As understanding about the likely impacts of climate change continues to develop, concern about its impact on the built environment continues to grow.
A report published in 2010 by the Australian Building Codes Board found that while the nation could be reasonably confident about the capacity of buildings currently constructed in compliance with Building Code of Australia standards to be reasonably resistant to the effects of global warming under a low emissions scenario (in which temperature rises were limited to 1.8 degrees Celsius in Australia by 2070), this was not the case with regard to the more likely higher emissions scenario (3.4 degree temperature rise).
The report noted at the time that the higher emissions scenario was the more likely outcome and that, if realised, many buildings constructed under today’s standards would be deficient.
In addition to the environmental effects, this will have legal and financial effects upon a number of industry stakeholders.
One critical area revolves around insurance.
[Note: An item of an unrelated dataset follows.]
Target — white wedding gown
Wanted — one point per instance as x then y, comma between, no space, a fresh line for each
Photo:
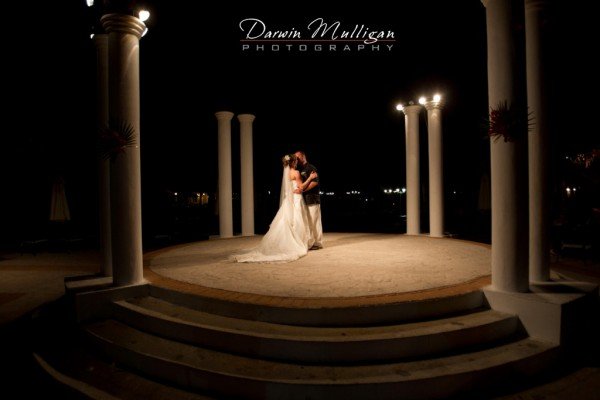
289,236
Rising sea levels and more common extreme weather events are not only expected to impact the overall risk level (and therefore the amount of premiums charged to insure certain properties) but are also impacting how risk is calculated and spawning growing levels of effort on the part of the insurance sector to better understand specific risks at an individual property level. The issue is also leading the insurance sector to price insurance products for residential property on the basis of considerations which are specific to that property as opposed to those which are general to a pool of properties (i.e. a whole suburb) within a local area.
Toward this end, the industry is currently developing Building Resilience Rating Tool which – when complete – will provide a resilience rating of individual properties by taking into account not only area specific factors such as local weather hazard risks but also the characteristics of the individual site as well as the type of house and building materials used.
Tom Davis, director and co-founder of social and environmental consulting outfit Edge Environment, said the upshot of this will mean that how houses are designed and constructed will increasingly impact upon the insurance premiums owners will expect to pay, and that the importance of architects, builders and designers delivering homes which are designed to withstand extreme weather events or natural disasters will only intensify going forward.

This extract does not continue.